PTA s'adonne ici à un genre qu'il a peu pratiqué, celui des amours adolescentes, en la personne de Alana, assistante photographe de 25 ans un peu paumée, et Gary, 15 ans, acteur en herbe et adolescent rondouillard et boutonneux.
Le premier amour étant un genre cinématographique usé jusqu'à la moelle, le défi pour chaque réalisateur est de parvenir à proposer quelque chose de nouveau et de personnel tout en cernant bien la magie et les désillusions de cet amour. PTA, non sans surprise, y parvient avec brio.
Dans ce film virevoltant, le spectateur est happé par le tourbillon de l'adolescence. La narration brouille volontairement nos repères spatiaux, temporels, narratifs. On passe de Alana à Gary sans transitions ou explications nécessaires. Leur histoire est celle d'un ping-pong narratif et sentimental, où l'amour se perd, se retrouve, disparait par ellipses puis revient subitement, dans une course effrénée, car oui Alana et Gary courent beaucoup dans ce film. Des choses loufoques viennent s'y greffer, des matelas à eau, des magasins de flipper, des campagnes électorales, mais tout ce décorum finit inévitablement par tomber pour laisser place au sujet principal du film, la découverte compliquée de l'amour.

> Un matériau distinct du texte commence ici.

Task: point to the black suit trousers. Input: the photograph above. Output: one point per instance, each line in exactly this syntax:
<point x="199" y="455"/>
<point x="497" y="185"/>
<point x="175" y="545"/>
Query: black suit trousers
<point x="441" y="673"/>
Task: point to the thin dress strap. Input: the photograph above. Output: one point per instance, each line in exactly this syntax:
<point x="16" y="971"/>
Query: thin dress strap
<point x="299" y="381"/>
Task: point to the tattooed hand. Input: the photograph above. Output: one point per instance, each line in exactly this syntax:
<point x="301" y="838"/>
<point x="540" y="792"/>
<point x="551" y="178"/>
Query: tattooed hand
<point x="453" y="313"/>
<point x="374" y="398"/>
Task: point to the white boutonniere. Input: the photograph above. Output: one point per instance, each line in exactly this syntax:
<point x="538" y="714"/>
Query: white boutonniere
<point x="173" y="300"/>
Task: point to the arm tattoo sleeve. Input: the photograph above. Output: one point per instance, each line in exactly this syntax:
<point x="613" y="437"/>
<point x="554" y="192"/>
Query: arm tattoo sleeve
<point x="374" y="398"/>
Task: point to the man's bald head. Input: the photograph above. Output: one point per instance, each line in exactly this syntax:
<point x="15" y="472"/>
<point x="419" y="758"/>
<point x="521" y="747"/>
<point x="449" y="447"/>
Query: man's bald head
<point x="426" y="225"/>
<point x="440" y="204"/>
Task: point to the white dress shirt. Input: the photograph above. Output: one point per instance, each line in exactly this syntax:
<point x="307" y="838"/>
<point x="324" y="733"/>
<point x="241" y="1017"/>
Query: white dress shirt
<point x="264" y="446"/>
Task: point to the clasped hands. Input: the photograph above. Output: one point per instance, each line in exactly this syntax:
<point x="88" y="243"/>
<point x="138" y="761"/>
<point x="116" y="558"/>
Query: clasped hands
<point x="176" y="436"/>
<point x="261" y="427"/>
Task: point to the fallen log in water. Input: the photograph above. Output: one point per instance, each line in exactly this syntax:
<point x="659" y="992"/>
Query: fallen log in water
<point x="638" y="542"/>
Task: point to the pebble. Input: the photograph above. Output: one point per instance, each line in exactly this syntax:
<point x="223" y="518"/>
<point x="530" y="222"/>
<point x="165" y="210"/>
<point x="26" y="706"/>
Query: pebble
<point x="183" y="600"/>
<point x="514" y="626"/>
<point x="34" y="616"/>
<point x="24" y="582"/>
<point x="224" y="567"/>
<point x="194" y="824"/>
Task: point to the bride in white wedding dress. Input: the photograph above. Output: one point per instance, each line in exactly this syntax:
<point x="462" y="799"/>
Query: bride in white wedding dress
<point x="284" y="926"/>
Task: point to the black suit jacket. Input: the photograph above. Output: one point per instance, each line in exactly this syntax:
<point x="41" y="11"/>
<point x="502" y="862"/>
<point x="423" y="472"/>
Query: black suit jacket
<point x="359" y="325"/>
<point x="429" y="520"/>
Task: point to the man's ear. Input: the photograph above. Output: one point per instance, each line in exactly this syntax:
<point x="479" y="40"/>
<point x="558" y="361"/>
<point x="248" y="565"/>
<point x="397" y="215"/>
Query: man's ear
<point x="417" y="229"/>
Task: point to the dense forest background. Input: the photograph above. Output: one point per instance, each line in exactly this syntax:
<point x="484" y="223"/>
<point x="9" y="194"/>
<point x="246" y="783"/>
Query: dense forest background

La structure décousue du film est primordiale dans cette approche des premiers émois, car ce qui compte n'est pas le récit des choses telles qu'elles se sont passées, mais la façon dont on se souvient de cet événement qui marque tout être humain; les joies, les désillusions se confondent dans un sentiment unique que PTA reconstitue ici dans sa Californie des années 70
Les quelques ancrages historiques (crise pétrolière) plantent un décor, celui des années 70, de même que l'intermède loufoque avec Sean Penn ou franchement surréaliste avec Bradley Cooper, mais ce décor échappe à la seule nostalgie d'une époque révolue ou à la multiplication de références cinéphiles, comme avait pu le faire (mal) Once Upon a Time in Hollywood de Tarantino. On y voit les premiers signes du déclin américain, le Vietnam, la crise pétrolière, mais ce déclin tranche d'autant avec l'insouciance et la fougue des deux adolescents. Cette fougue est portée par une réalisation fleuve, avec beaucoup de travelling accentuant l'impression de mouvement incessant d'un âge où l'on se transforme, et avec beaucoup de plans serrés sur les visages, mettant en valeur un jeu d'acteur exceptionnel des deux vedettes. La bande-son composée de tubes des années 70, illustre parfaitement cette ambiance.
Licorice Pizza est un doux moment de cinéma qui, par une histoire anecdotique décousue, cerne avec beaucoup de bienveillance cette période charnière de l'adolescence sans jamais tomber dans la niaiserie ou le sentimentalisme.